Access linearly works, but accessing via range does not:

u0=ArrayPartition(rand(1,2),rand(1,3))
u0[1:4]

DimensionMismatch("output array is the wrong size; expected (Base.OneTo(4),), got (5,)")

Although it can be avoided by something like u0[:][1:4]

Somewhat related, there seems to be quite a noticeable performance hit when accessing the solution's .x tuple. e.g.

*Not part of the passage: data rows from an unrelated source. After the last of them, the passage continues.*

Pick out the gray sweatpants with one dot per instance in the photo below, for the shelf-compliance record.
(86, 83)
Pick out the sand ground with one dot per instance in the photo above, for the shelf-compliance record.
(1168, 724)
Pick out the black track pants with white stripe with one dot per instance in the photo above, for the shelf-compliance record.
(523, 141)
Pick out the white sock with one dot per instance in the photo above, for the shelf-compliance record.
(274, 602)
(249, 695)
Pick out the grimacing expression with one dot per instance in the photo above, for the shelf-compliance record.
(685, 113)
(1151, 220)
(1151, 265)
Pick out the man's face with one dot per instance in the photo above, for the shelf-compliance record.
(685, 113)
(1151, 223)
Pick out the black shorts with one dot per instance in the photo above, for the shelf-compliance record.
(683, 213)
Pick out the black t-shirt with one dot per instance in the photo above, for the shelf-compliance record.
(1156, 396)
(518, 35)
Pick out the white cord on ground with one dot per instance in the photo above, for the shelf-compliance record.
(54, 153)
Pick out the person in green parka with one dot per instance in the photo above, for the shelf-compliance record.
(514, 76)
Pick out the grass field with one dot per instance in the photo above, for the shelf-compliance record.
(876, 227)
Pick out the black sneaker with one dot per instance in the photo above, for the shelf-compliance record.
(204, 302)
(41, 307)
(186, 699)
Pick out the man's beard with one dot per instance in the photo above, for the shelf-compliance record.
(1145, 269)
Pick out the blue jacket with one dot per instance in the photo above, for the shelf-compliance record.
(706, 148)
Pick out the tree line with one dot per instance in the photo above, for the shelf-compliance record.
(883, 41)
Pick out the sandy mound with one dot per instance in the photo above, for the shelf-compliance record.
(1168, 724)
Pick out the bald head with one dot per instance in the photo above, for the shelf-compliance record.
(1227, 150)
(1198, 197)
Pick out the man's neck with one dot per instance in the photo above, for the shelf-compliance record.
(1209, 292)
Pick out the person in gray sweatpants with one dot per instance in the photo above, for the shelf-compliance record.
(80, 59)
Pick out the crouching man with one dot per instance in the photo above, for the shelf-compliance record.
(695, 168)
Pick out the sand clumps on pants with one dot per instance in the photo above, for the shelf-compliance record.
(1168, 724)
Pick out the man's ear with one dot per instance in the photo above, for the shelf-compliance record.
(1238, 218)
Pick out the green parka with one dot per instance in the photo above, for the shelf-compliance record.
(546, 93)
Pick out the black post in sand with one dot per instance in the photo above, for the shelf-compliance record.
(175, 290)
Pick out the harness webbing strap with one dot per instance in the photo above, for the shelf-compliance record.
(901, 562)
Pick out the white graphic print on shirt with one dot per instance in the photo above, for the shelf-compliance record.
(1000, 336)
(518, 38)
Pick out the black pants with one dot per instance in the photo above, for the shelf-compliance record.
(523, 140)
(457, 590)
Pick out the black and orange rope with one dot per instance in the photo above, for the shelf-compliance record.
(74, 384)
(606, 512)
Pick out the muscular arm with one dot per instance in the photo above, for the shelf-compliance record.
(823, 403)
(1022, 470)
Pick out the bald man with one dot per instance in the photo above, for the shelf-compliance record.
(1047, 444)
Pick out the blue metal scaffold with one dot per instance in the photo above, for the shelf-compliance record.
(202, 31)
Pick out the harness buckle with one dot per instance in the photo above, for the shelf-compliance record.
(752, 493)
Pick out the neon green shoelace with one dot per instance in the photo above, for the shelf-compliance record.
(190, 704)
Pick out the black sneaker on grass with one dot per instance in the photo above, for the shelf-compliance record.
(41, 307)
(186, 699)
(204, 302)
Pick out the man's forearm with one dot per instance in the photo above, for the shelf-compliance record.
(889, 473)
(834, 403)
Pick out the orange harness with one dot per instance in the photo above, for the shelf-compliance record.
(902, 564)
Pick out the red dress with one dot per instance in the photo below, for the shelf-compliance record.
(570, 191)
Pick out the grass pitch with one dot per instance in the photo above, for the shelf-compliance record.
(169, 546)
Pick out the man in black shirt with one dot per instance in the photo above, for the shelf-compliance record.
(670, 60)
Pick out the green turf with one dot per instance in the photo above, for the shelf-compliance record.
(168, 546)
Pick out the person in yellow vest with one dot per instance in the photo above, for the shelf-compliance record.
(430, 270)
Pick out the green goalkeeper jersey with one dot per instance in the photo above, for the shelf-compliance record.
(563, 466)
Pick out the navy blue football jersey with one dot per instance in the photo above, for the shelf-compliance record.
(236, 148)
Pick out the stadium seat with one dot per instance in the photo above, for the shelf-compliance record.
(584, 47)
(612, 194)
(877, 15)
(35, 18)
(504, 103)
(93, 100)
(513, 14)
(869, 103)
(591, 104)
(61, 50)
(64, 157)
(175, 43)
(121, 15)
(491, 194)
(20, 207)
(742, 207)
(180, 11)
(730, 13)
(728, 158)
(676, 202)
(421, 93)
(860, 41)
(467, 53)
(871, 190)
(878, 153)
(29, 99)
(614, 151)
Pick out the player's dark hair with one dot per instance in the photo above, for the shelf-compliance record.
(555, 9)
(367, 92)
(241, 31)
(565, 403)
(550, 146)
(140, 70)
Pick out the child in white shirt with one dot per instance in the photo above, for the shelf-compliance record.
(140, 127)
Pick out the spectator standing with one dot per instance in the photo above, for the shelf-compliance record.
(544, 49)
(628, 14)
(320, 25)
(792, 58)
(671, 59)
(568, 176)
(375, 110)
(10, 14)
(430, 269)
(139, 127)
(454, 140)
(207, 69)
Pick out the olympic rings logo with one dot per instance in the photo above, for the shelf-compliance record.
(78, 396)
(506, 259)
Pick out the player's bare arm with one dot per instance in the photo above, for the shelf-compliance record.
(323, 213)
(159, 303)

using DifferentialEquations,RecursiveArrayTools


function eqn_flat(du,u,p,t)
    du .= 0.3 .* u
end
    
function eqn(du,u,p,t)
    for i in 1:RecursiveArrayTools.npartitions(u)
        du.x[i] .= 0.3 .* u.x[i]
    end
end

u0 = ArrayPartition([rand(2,2) for i in 1:20]...)
u0f = rand(2,2,20)

tspan=(0.0,30.0)

prob = ODEProblem(eqn,u0,tspan)
prob_f = ODEProblem(eqn_flat,u0f,tspan)
sol = solve(prob,Tsit5());
sol_f = solve(prob_f,Tsit5());

if one then wants to do further processing on the, e.g. first 10 2-by-2 matrices solution,

function process(sol)
    f=[sol(tx)[:,:,j] for tx in 0:0.01:30, j in 1:10]
end

function process_x(sol)
    f=[sol(tx).x[j] for tx in 0:0.01:30, j in 1:10]
end

function process_x_all(sol)
    f=[reshape(sol(tx)[:][1:40],2,2,10) for tx in 0:0.01:30]
end

using BenchmarkTools

@btime process(sol_f);

67.081 ms (1050096 allocations: 39.59 MiB)
(julia default matrices method)

@btime process_x(sol);

254.091 ms (1649858 allocations: 84.89 MiB)
(access via .x tuple)

if we use : and change 2d comprehension to 1d, using process_x_all

@btime process_x_all(sol);

26.270 ms (182996 allocations: 12.20 MiB)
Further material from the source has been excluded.